A few years later, another neurologist at Weill Cornell Medicine and NewYork-Presbyterian, Dr. Peter Forgacs, now a clinical assistant professor of neurology (courtesy), observed a similar case in which a patient in a coma following cardiac arrest did not have care withdrawn as counseled, in part because his family lived in a foreign country—yet this patient also emerged from coma at 30 days and later made a significant recovery. The patient had had an EEG burst-suppression pattern like that of the earlier recovered patient, and when Dr. Schiff learned of a third post-cardiac-arrest coma patient with a similar EEG pattern, he counseled that life support should be maintained. That patient emerged from coma after 17 days and also made a significant recovery.

Drs. Schiff, Devinsky and Forgacs found a possible clue to these recoveries within the patients’ EEG burst-suppression patterns, which had shown an increasing dominance of frequencies in the 4 to 7 cycles per second range—so-called “theta” rhythms, which are also associated with dream sleep.
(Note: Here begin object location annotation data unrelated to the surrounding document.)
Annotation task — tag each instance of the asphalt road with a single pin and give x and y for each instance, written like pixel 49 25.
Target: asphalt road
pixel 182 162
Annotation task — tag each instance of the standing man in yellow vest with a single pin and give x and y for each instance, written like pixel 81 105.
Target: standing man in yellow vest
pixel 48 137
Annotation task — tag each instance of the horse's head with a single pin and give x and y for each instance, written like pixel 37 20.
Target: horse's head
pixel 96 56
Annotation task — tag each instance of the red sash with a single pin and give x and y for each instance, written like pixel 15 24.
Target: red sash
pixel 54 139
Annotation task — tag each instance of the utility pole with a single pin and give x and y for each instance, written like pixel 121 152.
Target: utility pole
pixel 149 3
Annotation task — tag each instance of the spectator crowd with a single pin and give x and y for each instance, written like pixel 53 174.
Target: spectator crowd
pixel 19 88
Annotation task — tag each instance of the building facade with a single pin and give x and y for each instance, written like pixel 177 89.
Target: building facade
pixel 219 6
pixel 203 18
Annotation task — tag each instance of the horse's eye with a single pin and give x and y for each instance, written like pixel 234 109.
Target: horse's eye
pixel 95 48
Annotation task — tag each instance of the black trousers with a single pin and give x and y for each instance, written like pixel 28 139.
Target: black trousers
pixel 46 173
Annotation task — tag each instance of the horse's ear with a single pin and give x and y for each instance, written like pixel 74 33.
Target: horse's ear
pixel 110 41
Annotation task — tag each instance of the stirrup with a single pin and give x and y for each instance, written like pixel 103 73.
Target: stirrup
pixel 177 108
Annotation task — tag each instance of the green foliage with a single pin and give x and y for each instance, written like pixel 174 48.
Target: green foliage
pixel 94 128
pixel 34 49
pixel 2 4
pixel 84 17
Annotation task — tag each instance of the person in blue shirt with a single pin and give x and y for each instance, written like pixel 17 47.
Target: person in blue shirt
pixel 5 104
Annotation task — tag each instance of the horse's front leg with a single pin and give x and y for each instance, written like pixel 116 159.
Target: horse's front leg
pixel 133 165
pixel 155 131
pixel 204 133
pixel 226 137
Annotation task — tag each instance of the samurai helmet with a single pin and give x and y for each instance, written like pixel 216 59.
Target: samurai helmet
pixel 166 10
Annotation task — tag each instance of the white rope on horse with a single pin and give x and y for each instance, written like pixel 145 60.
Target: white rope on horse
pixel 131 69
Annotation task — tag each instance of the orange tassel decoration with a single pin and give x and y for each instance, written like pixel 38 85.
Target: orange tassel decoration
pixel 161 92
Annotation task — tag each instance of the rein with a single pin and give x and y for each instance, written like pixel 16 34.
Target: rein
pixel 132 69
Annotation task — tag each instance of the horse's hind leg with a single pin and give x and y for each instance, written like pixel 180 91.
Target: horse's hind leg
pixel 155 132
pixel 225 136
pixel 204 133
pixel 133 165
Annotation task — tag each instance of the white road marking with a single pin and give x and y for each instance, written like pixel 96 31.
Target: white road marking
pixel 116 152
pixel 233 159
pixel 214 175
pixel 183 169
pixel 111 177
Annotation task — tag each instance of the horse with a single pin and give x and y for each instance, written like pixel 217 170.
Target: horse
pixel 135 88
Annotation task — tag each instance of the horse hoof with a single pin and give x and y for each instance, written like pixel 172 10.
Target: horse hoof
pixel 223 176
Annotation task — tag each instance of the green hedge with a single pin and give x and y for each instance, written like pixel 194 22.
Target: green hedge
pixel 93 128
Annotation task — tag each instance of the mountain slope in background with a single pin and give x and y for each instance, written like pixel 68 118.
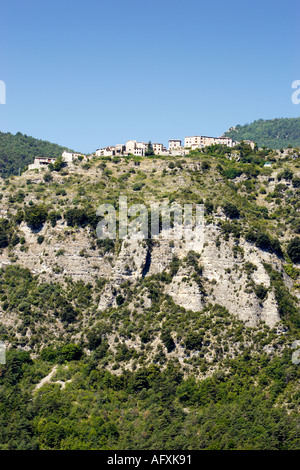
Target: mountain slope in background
pixel 156 343
pixel 17 151
pixel 273 133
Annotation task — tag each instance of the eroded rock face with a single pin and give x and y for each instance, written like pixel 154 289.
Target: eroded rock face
pixel 67 252
pixel 185 292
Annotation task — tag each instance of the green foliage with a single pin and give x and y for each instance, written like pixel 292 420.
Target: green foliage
pixel 167 340
pixel 231 210
pixel 35 215
pixel 264 241
pixel 18 151
pixel 293 250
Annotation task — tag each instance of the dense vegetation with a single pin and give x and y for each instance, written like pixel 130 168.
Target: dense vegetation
pixel 19 150
pixel 145 373
pixel 273 133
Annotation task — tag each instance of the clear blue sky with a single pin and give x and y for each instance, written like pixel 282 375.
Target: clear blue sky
pixel 86 74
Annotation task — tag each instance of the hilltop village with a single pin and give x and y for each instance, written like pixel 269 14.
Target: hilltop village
pixel 133 147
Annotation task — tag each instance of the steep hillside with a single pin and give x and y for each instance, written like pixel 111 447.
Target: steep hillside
pixel 160 342
pixel 272 133
pixel 19 150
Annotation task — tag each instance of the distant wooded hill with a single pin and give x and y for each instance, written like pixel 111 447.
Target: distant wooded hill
pixel 273 133
pixel 19 150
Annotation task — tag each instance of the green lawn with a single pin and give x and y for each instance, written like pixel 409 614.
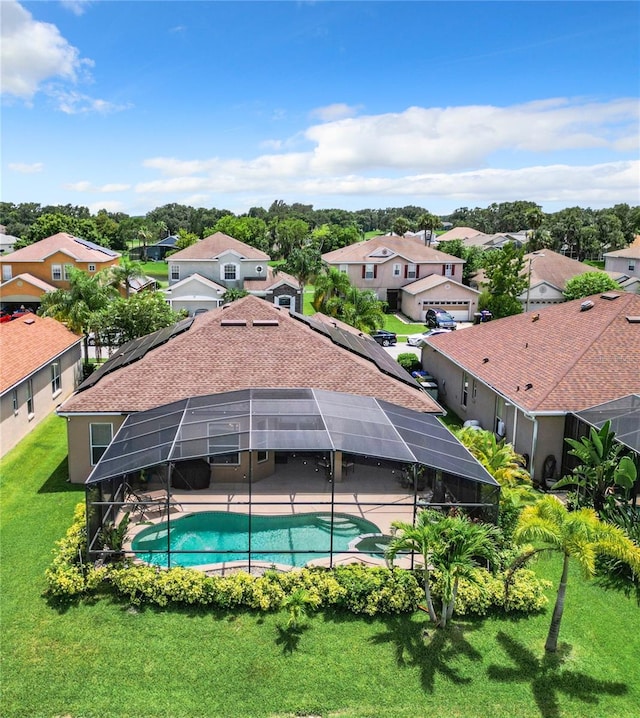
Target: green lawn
pixel 105 660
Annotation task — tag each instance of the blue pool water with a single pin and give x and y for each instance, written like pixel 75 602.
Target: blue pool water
pixel 217 536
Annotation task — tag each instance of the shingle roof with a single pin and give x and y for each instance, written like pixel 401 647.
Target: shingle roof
pixel 75 247
pixel 215 244
pixel 407 248
pixel 28 343
pixel 214 357
pixel 572 359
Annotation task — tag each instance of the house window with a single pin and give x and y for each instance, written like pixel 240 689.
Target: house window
pixel 224 443
pixel 465 389
pixel 229 272
pixel 100 437
pixel 55 378
pixel 29 386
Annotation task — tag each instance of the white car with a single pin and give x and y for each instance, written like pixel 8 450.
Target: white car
pixel 415 340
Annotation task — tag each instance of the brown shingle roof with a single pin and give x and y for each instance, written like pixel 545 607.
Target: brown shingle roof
pixel 212 358
pixel 572 359
pixel 215 244
pixel 61 242
pixel 407 248
pixel 28 343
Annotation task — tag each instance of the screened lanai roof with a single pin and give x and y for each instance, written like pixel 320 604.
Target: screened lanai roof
pixel 624 415
pixel 284 420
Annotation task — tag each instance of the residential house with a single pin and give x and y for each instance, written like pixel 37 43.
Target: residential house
pixel 40 361
pixel 624 261
pixel 522 375
pixel 387 264
pixel 232 264
pixel 49 261
pixel 438 291
pixel 245 344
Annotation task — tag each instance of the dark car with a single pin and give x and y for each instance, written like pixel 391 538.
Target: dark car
pixel 385 338
pixel 437 318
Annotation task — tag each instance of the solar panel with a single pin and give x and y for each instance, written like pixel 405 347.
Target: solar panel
pixel 92 245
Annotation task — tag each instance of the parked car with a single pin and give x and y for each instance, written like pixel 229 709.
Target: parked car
pixel 415 340
pixel 438 318
pixel 384 337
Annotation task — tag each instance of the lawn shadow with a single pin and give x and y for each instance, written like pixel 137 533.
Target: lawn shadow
pixel 289 637
pixel 58 481
pixel 433 650
pixel 548 678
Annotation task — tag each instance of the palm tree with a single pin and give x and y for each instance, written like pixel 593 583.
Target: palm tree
pixel 332 284
pixel 577 535
pixel 75 306
pixel 124 272
pixel 362 310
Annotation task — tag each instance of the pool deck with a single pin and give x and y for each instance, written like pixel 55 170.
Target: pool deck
pixel 370 492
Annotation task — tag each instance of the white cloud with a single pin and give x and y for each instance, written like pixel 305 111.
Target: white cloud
pixel 330 113
pixel 25 168
pixel 33 52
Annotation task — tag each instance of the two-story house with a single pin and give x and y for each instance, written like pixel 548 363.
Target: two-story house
pixel 388 264
pixel 44 266
pixel 199 275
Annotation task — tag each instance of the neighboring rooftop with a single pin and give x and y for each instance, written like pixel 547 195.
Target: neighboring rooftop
pixel 566 357
pixel 75 247
pixel 28 343
pixel 248 343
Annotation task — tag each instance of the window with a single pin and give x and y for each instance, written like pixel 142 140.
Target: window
pixel 224 443
pixel 29 387
pixel 100 436
pixel 55 378
pixel 229 272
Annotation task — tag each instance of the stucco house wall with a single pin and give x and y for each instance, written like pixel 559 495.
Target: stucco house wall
pixel 16 421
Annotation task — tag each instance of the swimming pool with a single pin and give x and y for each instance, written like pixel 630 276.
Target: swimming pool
pixel 218 536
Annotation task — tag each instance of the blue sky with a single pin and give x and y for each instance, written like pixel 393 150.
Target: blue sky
pixel 131 105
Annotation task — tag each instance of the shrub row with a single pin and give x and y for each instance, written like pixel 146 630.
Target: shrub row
pixel 357 589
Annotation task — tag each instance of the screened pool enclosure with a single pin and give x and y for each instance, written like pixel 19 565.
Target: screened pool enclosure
pixel 284 477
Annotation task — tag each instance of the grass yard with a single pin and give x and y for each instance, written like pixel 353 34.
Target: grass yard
pixel 104 660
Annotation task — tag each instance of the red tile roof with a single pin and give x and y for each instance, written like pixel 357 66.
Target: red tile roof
pixel 212 358
pixel 555 360
pixel 28 343
pixel 215 244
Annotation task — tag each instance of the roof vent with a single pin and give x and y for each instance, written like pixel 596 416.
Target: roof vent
pixel 233 323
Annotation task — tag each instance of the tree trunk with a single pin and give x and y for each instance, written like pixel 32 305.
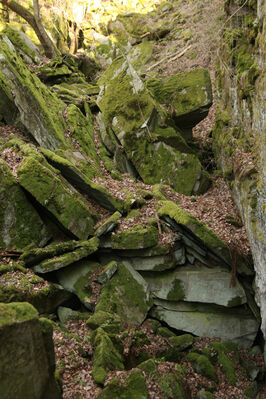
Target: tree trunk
pixel 35 22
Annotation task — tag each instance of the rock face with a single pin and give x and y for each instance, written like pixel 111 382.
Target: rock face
pixel 27 357
pixel 240 125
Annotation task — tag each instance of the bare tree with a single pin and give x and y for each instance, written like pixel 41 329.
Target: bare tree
pixel 34 21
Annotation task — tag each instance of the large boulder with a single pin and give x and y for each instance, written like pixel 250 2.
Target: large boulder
pixel 127 295
pixel 27 358
pixel 20 224
pixel 197 284
pixel 187 95
pixel 236 324
pixel 135 122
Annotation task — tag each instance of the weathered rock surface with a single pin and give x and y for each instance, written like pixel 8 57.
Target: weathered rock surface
pixel 199 284
pixel 237 325
pixel 27 358
pixel 20 224
pixel 127 295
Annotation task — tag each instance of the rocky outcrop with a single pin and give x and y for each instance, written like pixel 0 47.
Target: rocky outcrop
pixel 27 356
pixel 239 134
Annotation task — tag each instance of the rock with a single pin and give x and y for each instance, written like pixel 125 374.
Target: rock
pixel 26 354
pixel 20 224
pixel 19 285
pixel 51 190
pixel 67 314
pixel 85 249
pixel 134 120
pixel 23 45
pixel 127 295
pixel 108 272
pixel 237 325
pixel 133 387
pixel 138 237
pixel 108 225
pixel 106 357
pixel 200 233
pixel 202 365
pixel 189 94
pixel 40 111
pixel 76 279
pixel 199 284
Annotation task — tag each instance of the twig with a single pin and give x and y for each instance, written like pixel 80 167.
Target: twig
pixel 171 58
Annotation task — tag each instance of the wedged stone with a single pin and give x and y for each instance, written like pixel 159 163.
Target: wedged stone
pixel 68 166
pixel 200 233
pixel 19 285
pixel 189 94
pixel 127 295
pixel 33 255
pixel 108 225
pixel 38 109
pixel 26 352
pixel 137 237
pixel 67 314
pixel 85 249
pixel 152 263
pixel 52 191
pixel 106 357
pixel 20 224
pixel 76 279
pixel 236 324
pixel 23 45
pixel 76 93
pixel 133 119
pixel 108 272
pixel 197 284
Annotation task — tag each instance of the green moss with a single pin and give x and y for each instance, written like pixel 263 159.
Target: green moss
pixel 125 296
pixel 136 238
pixel 106 357
pixel 16 313
pixel 86 248
pixel 201 231
pixel 51 191
pixel 202 365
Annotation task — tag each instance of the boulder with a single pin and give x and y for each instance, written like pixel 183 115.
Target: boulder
pixel 187 95
pixel 76 279
pixel 68 208
pixel 236 324
pixel 20 224
pixel 85 249
pixel 192 230
pixel 27 358
pixel 127 295
pixel 37 108
pixel 197 284
pixel 136 122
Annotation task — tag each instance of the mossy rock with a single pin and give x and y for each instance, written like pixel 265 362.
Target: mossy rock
pixel 50 189
pixel 40 111
pixel 202 365
pixel 85 249
pixel 189 94
pixel 196 228
pixel 20 224
pixel 44 296
pixel 138 237
pixel 26 342
pixel 134 387
pixel 126 295
pixel 106 357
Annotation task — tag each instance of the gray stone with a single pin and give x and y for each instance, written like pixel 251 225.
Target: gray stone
pixel 197 284
pixel 237 325
pixel 76 279
pixel 27 359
Prompted by these cases, Dr. Forgacs did a separate study of 53 post-cardiac-arrest coma patients, of whom 17 showed a burst suppression pattern on their EEGs. Of the 17, the three who made functional recoveries, after periods of about three weeks in intensive care, showed EEG patterns of increasing theta-rhythm dominance, whereas the other 14 either didn’t show that pattern or showed it only briefly before it faded.

The neurologists hypothesize, based in part on other researchers’ studies of burst suppression, that the pattern they observed reflects not impending brain death but, rather, a hibernation-like state of an injured brain that is trying to heal. In this view, the presence of theta-rhythms indicates the survival of key brain networks needed for awareness and responsiveness.

“There seem to be particular frequency signatures within the burst-suppression patterns that indicate the system has the potential to recover,” Dr. Forgacs said.

“Our observations and hypotheses from these cases are already helping us to think about the underlying mechanisms of recovery not only from cardiac-arrest comas but also from other neurological injuries including COVID-19 infections,” Dr. Schiff said. “These outlier post-cardiac arrest coma recoveries are also important to understanding slow recovery in COVID-19 patients, as COVID-19 can present a similar situation of delayed awakening after prolonged mechanical ventilation and sedation over weeks along with well-preserved brain structure on neuroimaging. Our extra ICU capacity resulting from the COVID-19 crisis should make it easier for us to research both the slow recoveries in COVID-19 and how we can help some of these cardiac-arrest patients have better outcomes.”

Although the results suggest that successful recoveries can occur in only a minority of long term cardiac-arrest comas, this could translate into tens of thousands of lives saved annually—a scale of change that COVID-19-driven ICU-capacity expansion has made easier to achieve, Dr. Schiff said.

The researchers hope to follow up with larger studies of coma recovery in patients with well- preserved brain structure.